Gianni Alemanno, ex sindaco di Roma e segretario nazionale del movimento ‘Indipendenza!’, nel tardo pomeriggio di ieri, 31 dicembre, è stato raggiunto dalla revoca dei servizi sociali che erano stati concessi dal tribunale di Sorveglianza e, per questo motivo, è stato portato nel carcere di Rebibbia. L’arresto arriva a seguito della revoca dell’affidamento ai servizi sociali, concessi dopo la condanna definitiva a 1 anno e 10 mesi di reclusione per traffico di influenze illecite nell’ambito dell’inchiesta “Mondo di Mezzo”. Alemanno, che stava scontando la pena alternativa lavorando presso il villaggio “So.Spe.-Solidarietà e Speranza” di suor Paola D’Auria, è stato accusato dai magistrati di sorveglianza di aver violato le prescrizioni imposte. In particolare, si sarebbe sottratto al programma stabilito, giustificando la propria assenza con impegni che si sono successivamente rivelati falsi.

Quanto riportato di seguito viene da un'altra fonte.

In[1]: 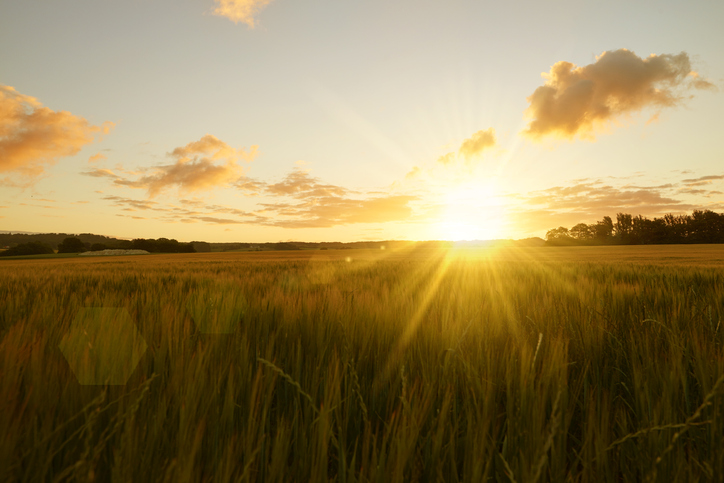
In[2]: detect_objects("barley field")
[0,245,724,482]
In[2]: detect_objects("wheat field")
[0,245,724,482]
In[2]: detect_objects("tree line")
[546,210,724,245]
[0,237,196,257]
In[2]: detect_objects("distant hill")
[0,231,545,253]
[0,232,124,248]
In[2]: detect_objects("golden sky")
[0,0,724,242]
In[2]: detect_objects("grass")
[0,245,724,482]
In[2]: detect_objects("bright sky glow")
[0,0,724,242]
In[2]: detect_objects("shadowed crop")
[0,246,724,482]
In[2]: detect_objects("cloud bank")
[213,0,272,28]
[523,49,715,140]
[0,85,113,177]
[92,134,258,198]
[458,127,497,160]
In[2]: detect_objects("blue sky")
[0,0,724,241]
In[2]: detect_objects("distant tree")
[613,213,633,244]
[546,226,573,245]
[593,216,613,243]
[569,223,593,241]
[58,237,86,253]
[0,242,54,257]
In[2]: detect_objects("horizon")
[0,0,724,243]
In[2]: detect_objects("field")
[0,245,724,482]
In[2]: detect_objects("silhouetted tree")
[0,242,54,257]
[546,210,724,245]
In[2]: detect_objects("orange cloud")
[266,168,347,198]
[103,134,258,197]
[523,49,714,140]
[88,153,108,163]
[0,85,113,177]
[213,0,272,28]
[458,127,497,159]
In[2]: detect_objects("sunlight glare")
[436,182,505,241]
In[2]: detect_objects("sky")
[0,0,724,242]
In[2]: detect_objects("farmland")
[0,245,724,482]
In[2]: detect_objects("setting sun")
[435,182,506,241]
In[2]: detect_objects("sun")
[435,182,506,241]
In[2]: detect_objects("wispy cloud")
[458,127,497,160]
[213,0,272,28]
[83,134,258,197]
[509,175,724,233]
[0,85,113,180]
[95,168,418,228]
[523,49,715,140]
[682,175,724,186]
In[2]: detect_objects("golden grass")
[0,245,724,482]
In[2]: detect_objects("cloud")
[681,175,724,186]
[97,134,258,197]
[262,195,417,228]
[458,127,497,159]
[266,168,347,198]
[509,175,724,234]
[523,49,714,140]
[0,85,113,177]
[88,153,108,163]
[253,168,417,228]
[213,0,272,28]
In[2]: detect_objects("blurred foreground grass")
[0,245,724,482]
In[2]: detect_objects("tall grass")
[0,247,724,482]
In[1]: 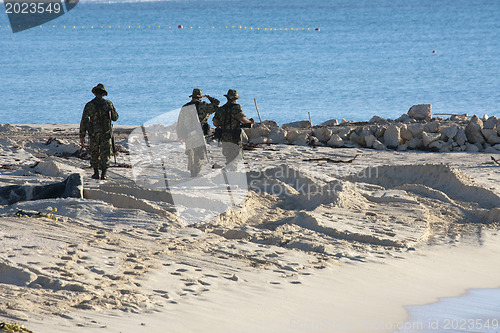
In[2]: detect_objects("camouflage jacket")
[214,102,246,142]
[184,97,220,125]
[80,97,118,138]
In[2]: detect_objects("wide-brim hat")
[92,83,108,96]
[189,88,203,97]
[224,89,240,99]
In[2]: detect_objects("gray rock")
[373,140,387,150]
[424,120,441,133]
[422,132,441,147]
[408,138,424,149]
[326,134,345,148]
[453,128,467,146]
[320,119,339,126]
[465,143,479,153]
[399,125,413,142]
[441,125,458,139]
[244,124,271,141]
[364,134,377,148]
[262,120,279,128]
[408,104,432,120]
[465,120,486,144]
[384,125,402,148]
[267,127,287,144]
[368,116,387,124]
[483,116,498,129]
[407,124,424,138]
[313,127,333,142]
[481,128,500,145]
[286,129,309,143]
[281,120,311,128]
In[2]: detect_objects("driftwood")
[302,154,359,163]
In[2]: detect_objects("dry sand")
[0,125,500,332]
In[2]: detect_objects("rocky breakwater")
[243,104,500,154]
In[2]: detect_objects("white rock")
[408,104,432,120]
[267,127,287,144]
[320,119,339,126]
[281,120,311,128]
[384,125,401,148]
[453,128,467,146]
[313,127,333,142]
[422,132,441,147]
[326,134,344,148]
[441,125,458,139]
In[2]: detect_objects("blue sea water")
[0,0,500,124]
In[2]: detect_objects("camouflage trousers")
[89,133,113,170]
[186,147,207,177]
[221,140,243,170]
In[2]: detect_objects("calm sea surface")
[0,0,500,124]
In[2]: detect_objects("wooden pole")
[253,98,262,123]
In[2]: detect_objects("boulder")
[465,116,486,144]
[249,136,269,145]
[373,140,387,150]
[465,143,479,153]
[408,104,432,120]
[349,131,366,146]
[483,116,498,129]
[453,128,467,146]
[262,120,279,128]
[319,119,339,126]
[267,127,287,144]
[422,132,441,147]
[368,116,387,124]
[244,124,271,141]
[481,128,500,145]
[408,138,424,149]
[399,125,413,142]
[396,113,413,123]
[364,134,377,148]
[281,120,312,128]
[326,134,344,148]
[286,129,309,143]
[424,120,441,133]
[313,127,333,142]
[408,124,424,138]
[384,125,402,148]
[441,125,458,139]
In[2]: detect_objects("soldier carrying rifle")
[80,83,118,179]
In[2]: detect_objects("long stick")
[253,98,262,123]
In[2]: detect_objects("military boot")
[92,168,99,179]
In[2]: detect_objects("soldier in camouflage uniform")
[177,88,220,177]
[213,89,255,170]
[80,83,118,179]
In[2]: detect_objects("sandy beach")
[0,121,500,332]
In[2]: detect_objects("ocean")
[0,0,500,125]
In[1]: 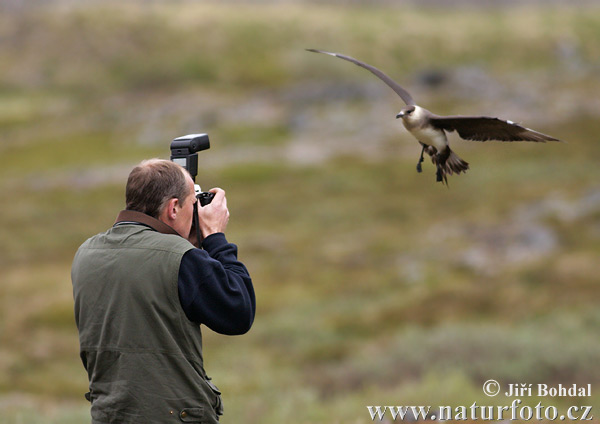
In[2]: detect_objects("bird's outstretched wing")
[306,49,415,106]
[430,116,560,143]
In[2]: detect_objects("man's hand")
[198,188,229,238]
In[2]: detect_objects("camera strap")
[194,200,202,246]
[114,210,180,236]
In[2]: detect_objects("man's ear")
[161,197,179,223]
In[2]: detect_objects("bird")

Le prescrizioni prevedevano inoltre il divieto di uscire di casa prima delle 7 del mattino, il rientro obbligatorio entro le 21 e il divieto di frequentare pregiudicati. Disposizioni che, secondo i giudici, Alemanno avrebbe trasgredito.

L’arresto e la conseguente revoca della messa in prova ai servizi sociali è stato disposto d’urgenza dal tribunale di sorveglianza di Roma e ieri sera, intorno alle 20, Alemanno è stato condotto in carcere.

L’avvocato difensore di Gianni Alemanno, Edoardo Albertario, ha confermato il fatto ma non ha voluto rilasciare dichiarazioni. La misura alternativa alla detenzione era stata concessa all’ex sindaco dopo la condanna definitiva a 22 mesi per traffico illecito di influenze, che gli era stata inflitta dai magistrati romani nell’ambito del processo dell’inchiesta ‘Mondo di Mezzo’ dove erano imputati, tra gli altri, l’ex Nar, Massimo Carminati e il ras delle cooperative romane, Salvatore Buzzi.